Police in riot gear fired the grenades on Friday after hundreds of migrants, including women and children, tried to cross newly laid rolls of barbed wire along the frontier.

The grenades sent up clouds of smoke and sent the refugees running for cover, an AFP photographer reported, with those hurt were only slightly injured with cuts to their legs from fragments of the grenades as they exploded.

The confrontation lasted only a few minutes with the migrants trying to calm the situation by putting women and children between them and the police.

The Macedonian authorities, however, denied any clashes had taken place. Interior Ministry spokesman Ivo Kotevski said there was "no incident, no tear bombs ... nothing like that on Macedonian side".

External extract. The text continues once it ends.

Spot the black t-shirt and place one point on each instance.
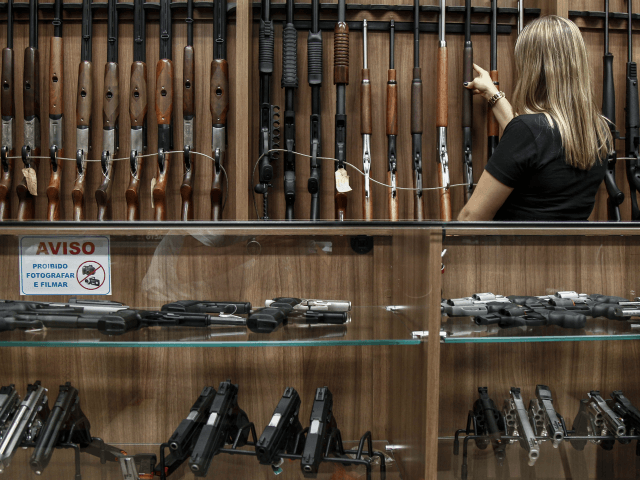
(531, 160)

Police had earlier prevented reporters from accessing the no man's land where on Thursday officers had been in a stand-off with about 1500 migrants and refugees who wanted to cross into Macedonia.

But with the numbers of refugees blocked on the Greek side building up during the night, tensions rose.

"The Macedonian police told us last night that they would allow us to cross at 10am but they didn't," a 27-year-old Syrian said.

Macedonian police also stepped up their presence at the train station in the border town of Gevgelija, where thousands of migrants who had been arriving daily previously were given temporary documents, allowing them to cross Macedonia so they could travel on to Serbia and the main European Union frontier.

But on Friday, police were not issuing the documents to newly arrived groups, prompting exhausted refugees to fear that they would be sent back to Greece.

"They don't give us papers, so maybe they want to bring us back to Greece," a 24-year-old man from Damascus said.

"We don't want to go back, we are very exhausted from walking," said the biology student, who asked not to be named.

"We are exhausted from the situation in Syria. My father died from a shell. I had to leave, I have no one there anymore. I want to continue my education in some other country, I don't want to go back to Syria," he said.

But a few hundred Syrians did manage to slip across the border during the night, witnesses said, taking to the forested hills with the help of the GPS on their mobile phones to walk around police and army lines concentrated on the plain below.